By DONNA BALANCIA — NASCAR’s ban on testing for 2009 was done to save money for participating teams, but it will cost Brevard County hundreds of thousands of dollars in lost tourism revenue, county officials estimate.
Testing vehicles, a critical element to getting the teams and drivers familiar with elements of their race cars, takes place at a series of locations prior to NASCAR events. Testing is considered by many to be the “spring training” of NASCAR, and in early January, Daytona International Speedway hosted sessions leading up to Speed Weeks.
For hoteliers, retailers and restaurateurs in Volusia and Brevard counties, January testing provided a boost before tourist season officially kicked off in the spring. The ban means that tourists passing through Brevard County and Daytona won’t do so this year.

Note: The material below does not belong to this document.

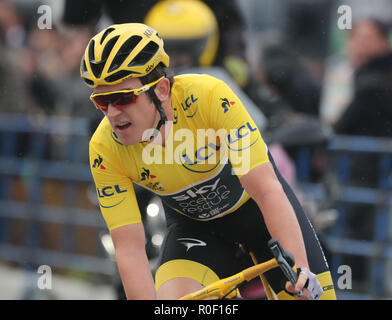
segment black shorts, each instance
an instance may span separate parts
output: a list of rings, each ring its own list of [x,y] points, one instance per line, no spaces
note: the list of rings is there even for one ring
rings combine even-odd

Already, said Robert Luber, owner of Victory Circle, a NASCAR collector store in Melbourne, business has been slower than he’s seen it in the four years he’s been operating. He thinks that the ban on testing will make his sales slow even more.
“It’s going to hurt all the local businesses, now that they’ve done away with testing for 2009,” Luber said. “We get some of that business from the NASCAR fans who go to Daytona. This latest makes a bad situation even worse. I know things with my counterparts in other parts of the county are the same.”